The school was founded in Evanston in 1877, moved to Park Ridge in 1908, and changed its name to the “Park Ridge School for Girls” in 1913. Originally founded as a home/training school for indigent orphans, it became a destination for girls from the Chicago courts in the late 19th century (a sort of juvenile detention center). Girls were sent here to learn cooking, cleaning, and sewing so that they would be economically self-sufficient upon release. The school was instrumental in the passage of a law by the state legislature in 1881 which asserted that “for each child committed to industrial schools, the county would pay $10.00 monthly plus a certain amounf of clothing.” By 1883, the school’s population had increased to 78, and larger quarters were needed.

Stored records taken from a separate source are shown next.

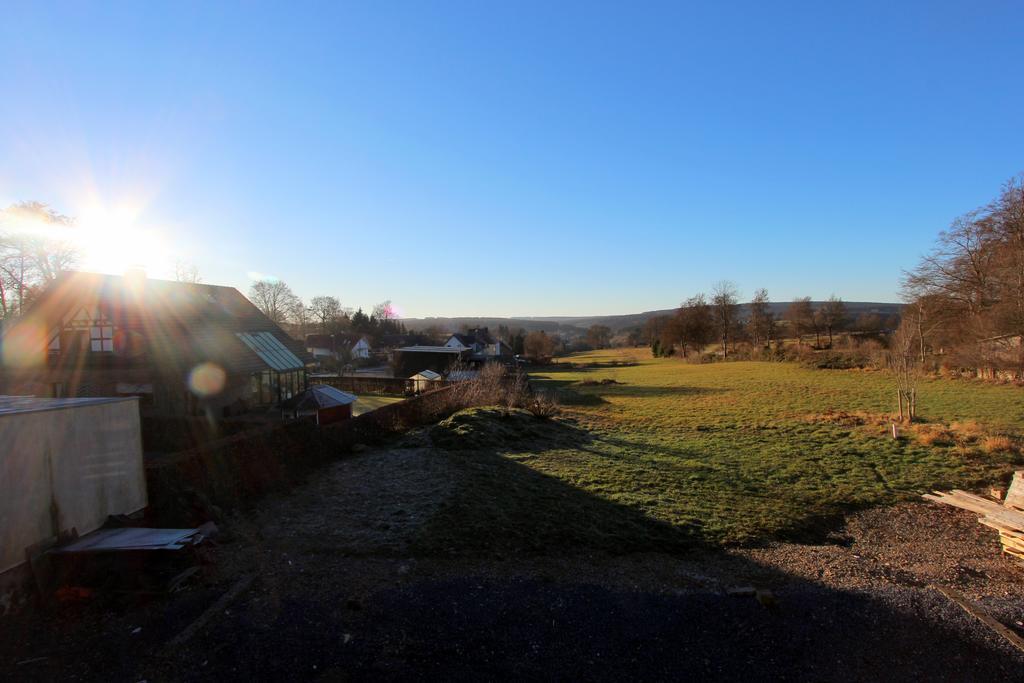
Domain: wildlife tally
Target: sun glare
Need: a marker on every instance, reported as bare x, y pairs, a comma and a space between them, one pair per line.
114, 241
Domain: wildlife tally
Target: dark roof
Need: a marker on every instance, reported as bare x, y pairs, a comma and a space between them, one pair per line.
183, 324
318, 396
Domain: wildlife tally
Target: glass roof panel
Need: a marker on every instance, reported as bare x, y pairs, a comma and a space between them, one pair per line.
270, 350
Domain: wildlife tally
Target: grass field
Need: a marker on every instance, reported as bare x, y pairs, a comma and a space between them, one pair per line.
724, 453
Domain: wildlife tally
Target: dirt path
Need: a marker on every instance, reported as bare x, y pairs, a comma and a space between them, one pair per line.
341, 592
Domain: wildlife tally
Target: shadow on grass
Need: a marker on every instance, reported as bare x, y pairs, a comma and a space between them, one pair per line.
657, 391
501, 507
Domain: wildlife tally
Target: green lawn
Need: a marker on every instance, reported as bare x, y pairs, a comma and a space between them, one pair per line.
727, 453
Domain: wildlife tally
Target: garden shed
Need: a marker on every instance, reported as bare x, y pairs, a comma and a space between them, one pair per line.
66, 463
324, 402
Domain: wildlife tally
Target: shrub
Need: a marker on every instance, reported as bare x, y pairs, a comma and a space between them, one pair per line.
543, 406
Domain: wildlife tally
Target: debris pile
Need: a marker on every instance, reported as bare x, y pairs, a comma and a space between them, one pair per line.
1007, 518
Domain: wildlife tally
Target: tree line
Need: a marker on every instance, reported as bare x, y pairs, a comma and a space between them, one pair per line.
966, 297
32, 254
719, 318
323, 314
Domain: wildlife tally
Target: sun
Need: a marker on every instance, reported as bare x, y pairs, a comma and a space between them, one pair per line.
115, 240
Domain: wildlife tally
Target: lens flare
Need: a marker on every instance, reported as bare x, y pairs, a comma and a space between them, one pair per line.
25, 345
207, 379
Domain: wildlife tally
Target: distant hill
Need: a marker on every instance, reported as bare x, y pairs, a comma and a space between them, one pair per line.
616, 323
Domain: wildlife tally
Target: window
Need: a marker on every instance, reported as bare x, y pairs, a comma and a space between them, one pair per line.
101, 338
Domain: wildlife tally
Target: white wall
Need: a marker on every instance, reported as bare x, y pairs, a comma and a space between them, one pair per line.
65, 468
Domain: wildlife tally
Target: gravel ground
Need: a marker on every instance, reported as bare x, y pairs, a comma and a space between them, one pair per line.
339, 595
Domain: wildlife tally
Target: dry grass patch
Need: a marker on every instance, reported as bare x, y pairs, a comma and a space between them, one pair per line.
998, 443
970, 430
934, 434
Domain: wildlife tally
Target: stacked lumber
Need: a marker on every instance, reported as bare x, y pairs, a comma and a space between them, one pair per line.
1007, 518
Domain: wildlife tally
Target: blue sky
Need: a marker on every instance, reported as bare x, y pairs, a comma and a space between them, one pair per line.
523, 159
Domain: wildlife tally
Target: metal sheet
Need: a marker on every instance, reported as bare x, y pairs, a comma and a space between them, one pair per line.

The forty acre site in Park Ridge was purchased and rented out until 1908, while the building at Sheridan and Main (Old Soldier’s Home) was sold in 1905 with the children placed in temporary homes and insitutions in the interim. By 1913, the school was no longer a state institution and thus had to change their name. By the 1930s, the domestic science curriculum had been replaced by bookkeeping and secretarial courses. During that decade, the school became a fully accredited educational facility.
The school established a state welfare agency for girls in Evanston and was instrumental in the passage of the 1881 law mandating state responsibility (housing/education) for indigent girls. The first charitable baseball game to benefit a philanthropic organization (played in 1908, in the Old Comisky Park) was played on behalf of the Illinois Industrial School for Girls.